The study tackled the problem of hallucinations in large language models by hypothesizing that understanding real-world social relationships is key, and proposed using equivariant models to measure and improve this understanding. It introduced a hallucination scale based on a specialized cross-entropy error function, tested character-level equivariance with a T5-based technique, and discovered scale laws to aid in developing hallucination-free models.

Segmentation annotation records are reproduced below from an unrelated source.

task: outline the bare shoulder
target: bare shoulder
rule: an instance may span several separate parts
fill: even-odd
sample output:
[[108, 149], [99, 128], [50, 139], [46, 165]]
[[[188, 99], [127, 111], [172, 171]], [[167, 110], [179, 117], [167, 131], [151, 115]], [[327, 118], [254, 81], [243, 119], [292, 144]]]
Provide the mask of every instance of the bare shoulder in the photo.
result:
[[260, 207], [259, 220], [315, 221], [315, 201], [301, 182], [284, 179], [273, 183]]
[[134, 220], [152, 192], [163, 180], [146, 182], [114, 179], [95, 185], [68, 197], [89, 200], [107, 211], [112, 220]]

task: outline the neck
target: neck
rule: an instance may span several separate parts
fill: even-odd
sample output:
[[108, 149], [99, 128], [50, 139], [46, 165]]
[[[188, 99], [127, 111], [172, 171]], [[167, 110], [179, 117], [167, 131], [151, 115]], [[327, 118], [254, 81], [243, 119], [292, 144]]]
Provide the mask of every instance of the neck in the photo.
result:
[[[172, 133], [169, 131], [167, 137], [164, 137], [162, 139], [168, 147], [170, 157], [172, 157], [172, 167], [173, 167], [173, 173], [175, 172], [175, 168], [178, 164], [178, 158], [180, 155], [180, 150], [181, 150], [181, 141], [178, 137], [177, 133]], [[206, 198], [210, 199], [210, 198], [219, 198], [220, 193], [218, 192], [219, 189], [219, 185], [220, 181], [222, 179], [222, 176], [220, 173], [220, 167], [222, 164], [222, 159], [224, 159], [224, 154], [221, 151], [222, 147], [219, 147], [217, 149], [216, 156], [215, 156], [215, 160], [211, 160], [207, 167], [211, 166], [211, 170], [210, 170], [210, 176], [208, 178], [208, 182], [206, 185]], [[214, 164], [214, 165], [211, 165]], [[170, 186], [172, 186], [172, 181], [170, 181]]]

This study aims to acquire knowledge for creating very large language models that are immune to hallucinations. Hallucinations in contemporary large language models are often attributed to a misunderstanding of real-world social relationships. Therefore, I hypothesize that very large language models capable of thoroughly grasping all these relationships will be free from hallucinations. Additionally, I propose that certain types of equivariant language models are adept at learning and understanding these relationships. Building on this, I have developed a specialized cross-entropy error function to create a hallucination scale for language models, which measures their extent of equivariance acquisition. Utilizing this scale, I tested language models for their ability to acquire character-level equivariance. In particular, I introduce and employ a novel technique based on T5 (Text To Text Transfer Transformer) that efficiently understands permuted input texts without the need for explicit dictionaries to convert token IDs (integers) to texts (strings). This T5 model demonstrated a moderate ability to acquire character-level equivariance. Additionally, I discovered scale laws that can aid in developing hallucination-free language models at the character level. This methodology can be extended to assess equivariance acquisition at the word level, paving the way for very large language models that can comprehensively understand relationships and, consequently, avoid hallucinations.